Durante los recreos yo iba en su busca, me colaba sin ser vista en su clase y la ayudaba con las tareas porque no soportaba que se rieran de ella y quizás por ello fue por lo que me aparté del resto de niños y me convertí en un espíritu solitario y errante sin amigos.

Así fue como desde pequeña actué como madre protectora de mis dos hermanos, a los que intentaba cuidar y ayudar. Siempre en adelante sería así, hasta mi edad adulta. Recuerdo que cuando contaba con ocho años de edad acababa de nacer mi tercer hermano, Juanmi. Disfrutaba ayudando a mi madre, cambiando pañales y preparando papillas y biberones. Por este tercer hermano sentía un cariño especial y diferente al del resto porque, al involucrarme más en las tareas propias de su alimentación, palpaba por primera vez el instinto maternal. Al volver del colegio siempre estaba dispuesta con gusto a darle de comer sus primeras papillas de crema de arroz o frutas. Ya era consciente de lo mucho que mi madre me necesitaba para atender a mis hermanos y siempre estaba pendiente y vigilando a este último, que era demasiado travieso e insensible al peligro. En más de una ocasión tuve que arrebatarle de las manos una botella de lejía o cualquier otro producto tóxico, dispuesto a bebérsela. Era muy revoltoso, un diablillo que no saciaba sus ansias por jugar. Su inquietud conseguía fatigar a mi madre hasta la extenuación. Mi juicio me advertía de lo mucho que me necesitaba y me afanaba por ayudarla en todo tipo de tareas, que emprendía con agrado.

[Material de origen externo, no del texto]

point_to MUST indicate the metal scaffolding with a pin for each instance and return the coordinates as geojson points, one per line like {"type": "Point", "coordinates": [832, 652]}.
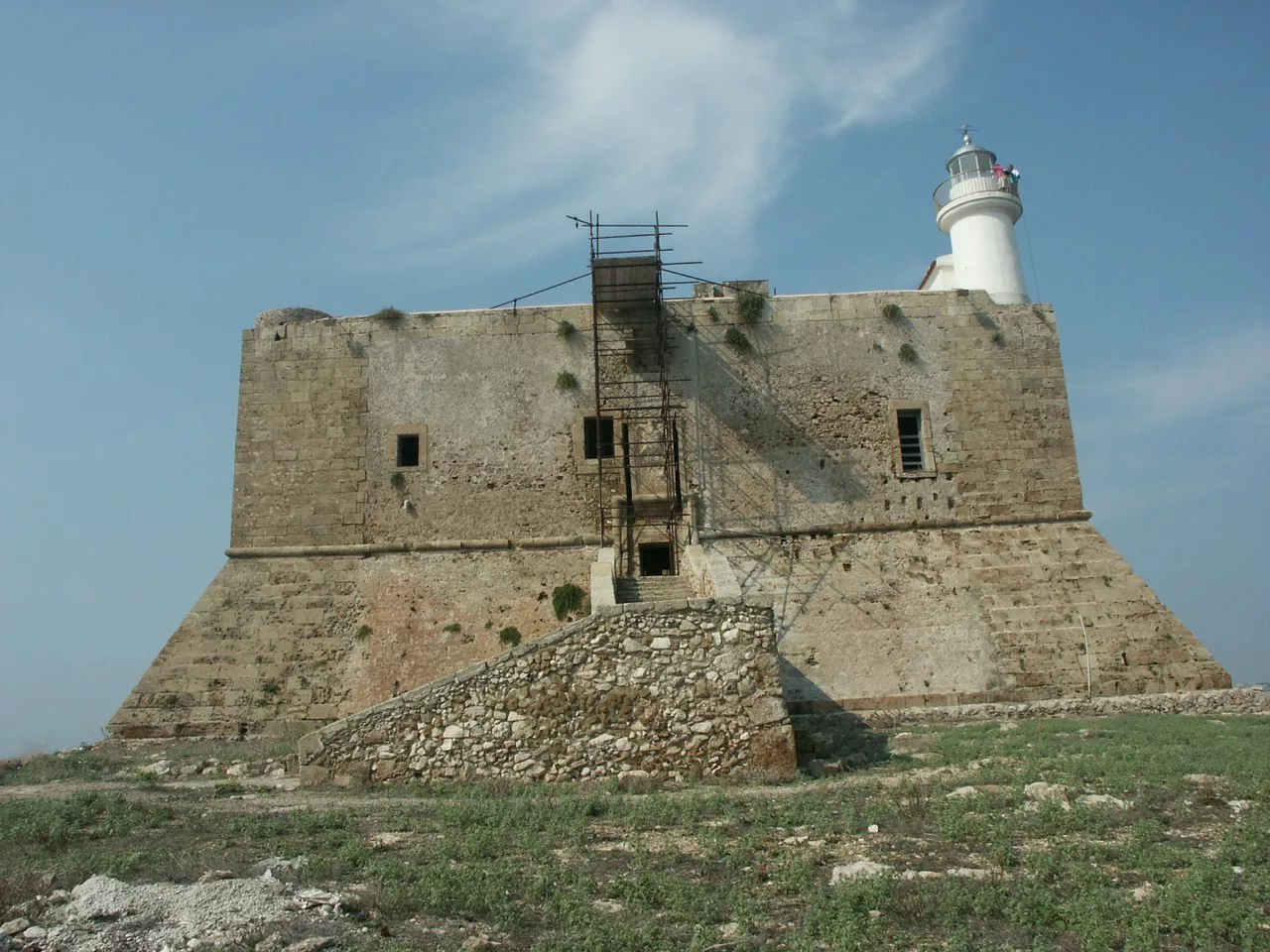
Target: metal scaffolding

Vivía en una sociedad machista. Mi madre pronto descubrió mi diligencia en el desempeño de las tareas de casa, el orden y la limpieza en cualquier labor que me propusiese, por lo que cada vez me exigía más colaboración en los quehaceres domésticos, que yo aceptaba de buen grado mientras mis hermanos jugaban.

Los fines de semana o en periodos de vacaciones me sentía obligada a reforzar mi ayuda en casa, aun siendo consciente de la desigualdad evidente entre las labores que yo desempeñaba frente a las de mis hermanos varones, que eran nulas. Mi padre nunca hubiese aceptado que cualquiera de mis hermanos varones cooperara en las labores del hogar. No estaba bien visto, no fuera a ser que los tacharan de homosexuales. Las niñas estaban obligadas a auxiliar a sus mamás, mientras que los niños jugaban al fútbol o se sentaban con sus padres a ver los partidos de los domingos.

Tal era la diferencia entre géneros que incluso en los colegios a las niñas se nos enseñaba a bordar, corte y confección, coser pespuntes, botones y dobladillos, mientras que los niños jugaban al fútbol entre ellos o practicaban cualquier otro deporte.